The company is growing at an annual rate of 50 percent and aims to insure 300,000 HIV patients by 2016. An investor claims that AllLife’s model is highly profitable and that the company’s risk is not much higher for HIV clients than it is for clients who do not suffer from these diseases.
These strategies demonstrate that policyholders are indeed willing to share personal data with insurers in exchange for improved customer relationships, lower pricing, richer rewards, or previously unavailable or unaffordable coverage. When insurers add voluntary data from risk assessments (such as health exams) and nontraditional data sources (such as behavioral or unstructured data), they can significantly reduce the information asymmetry that exists between themselves and their customers. They can also open up vital new pathways for growth.
Companies can enhance their ability to generate competitive advantage from these strategies with the following actions.
Start with data-intensive business processes that have clear business potential. In the short term, insurers should focus on the “moments of truth” that occur in situations where companies already have a lot of contact with clients, such as underwriting, claims, and fraud detection. (See “Big Data: The Next Big Thing for Insurers?” BCG article, March 2013.)
Develop proprietary data. In an industry with limited information, the only way to build long-term advantage is to develop one’s own data sets. For instance, automakers using telemetric data from customers’ cars have built a unique value proposition that will be hard to displace. (See “Telematics: The Test for Insurers,” BCG article, December 2013.) Some insurers may gain an advantage working on their own, as Discovery has done.
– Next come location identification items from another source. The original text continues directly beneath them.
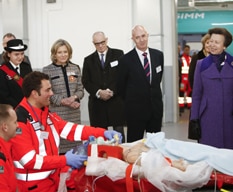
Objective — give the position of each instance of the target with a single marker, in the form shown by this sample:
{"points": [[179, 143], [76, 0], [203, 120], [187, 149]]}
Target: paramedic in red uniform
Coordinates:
{"points": [[35, 151], [8, 126], [185, 99]]}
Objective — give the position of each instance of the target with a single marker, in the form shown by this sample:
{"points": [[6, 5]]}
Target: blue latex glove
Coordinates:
{"points": [[75, 160], [110, 135]]}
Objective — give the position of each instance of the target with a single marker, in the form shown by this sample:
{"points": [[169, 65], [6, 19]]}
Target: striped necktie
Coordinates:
{"points": [[102, 60], [146, 66]]}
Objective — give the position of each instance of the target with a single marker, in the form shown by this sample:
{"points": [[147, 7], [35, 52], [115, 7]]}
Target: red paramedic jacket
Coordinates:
{"points": [[35, 150], [7, 175]]}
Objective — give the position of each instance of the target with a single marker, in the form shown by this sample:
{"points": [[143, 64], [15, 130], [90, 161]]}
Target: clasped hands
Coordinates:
{"points": [[70, 102], [77, 160], [105, 94]]}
Others, depending on their size and existing capabilities, may need to rely on partnerships to some degree.
Break down information silos. Traditionally, analytical expertise has resided in the actuarial department. But it now often resides in other departments as well. The ideal team should be able to cooperate across departments and should include marketing, actuarial, claims, data science, and legal functions. In some cases, companies may need to give an executive responsibility for exploring new avenues of product design and risk assessment through big data and advanced analytics.
Build trust through mutual benefit. In such a heavily regulated industry, companies must create trust with both consumers and regulators. Insurers must demonstrate how greater access to personal data produces clear advantages for both consumers and society through new products and services. (See The Trust Advantage: How to Win with Big Data, BCG Focus, November 2013.)
The truly transformative potential of these strategies will take time to play out. Over the long term, these approaches will open up important avenues for growth and innovation for companies willing to experiment now.
Insurers that excel at these and other strategies to intensify the customer relationship and move into new markets will catch up to—or even surpass—more nimble companies that are already in the game. They will win the best clients, reduce risk, increase loyalty, and create more opportunities to cross-sell products and services.
The rest will risk falling behind or ceding the most attractive customer relationships and emerging markets to others.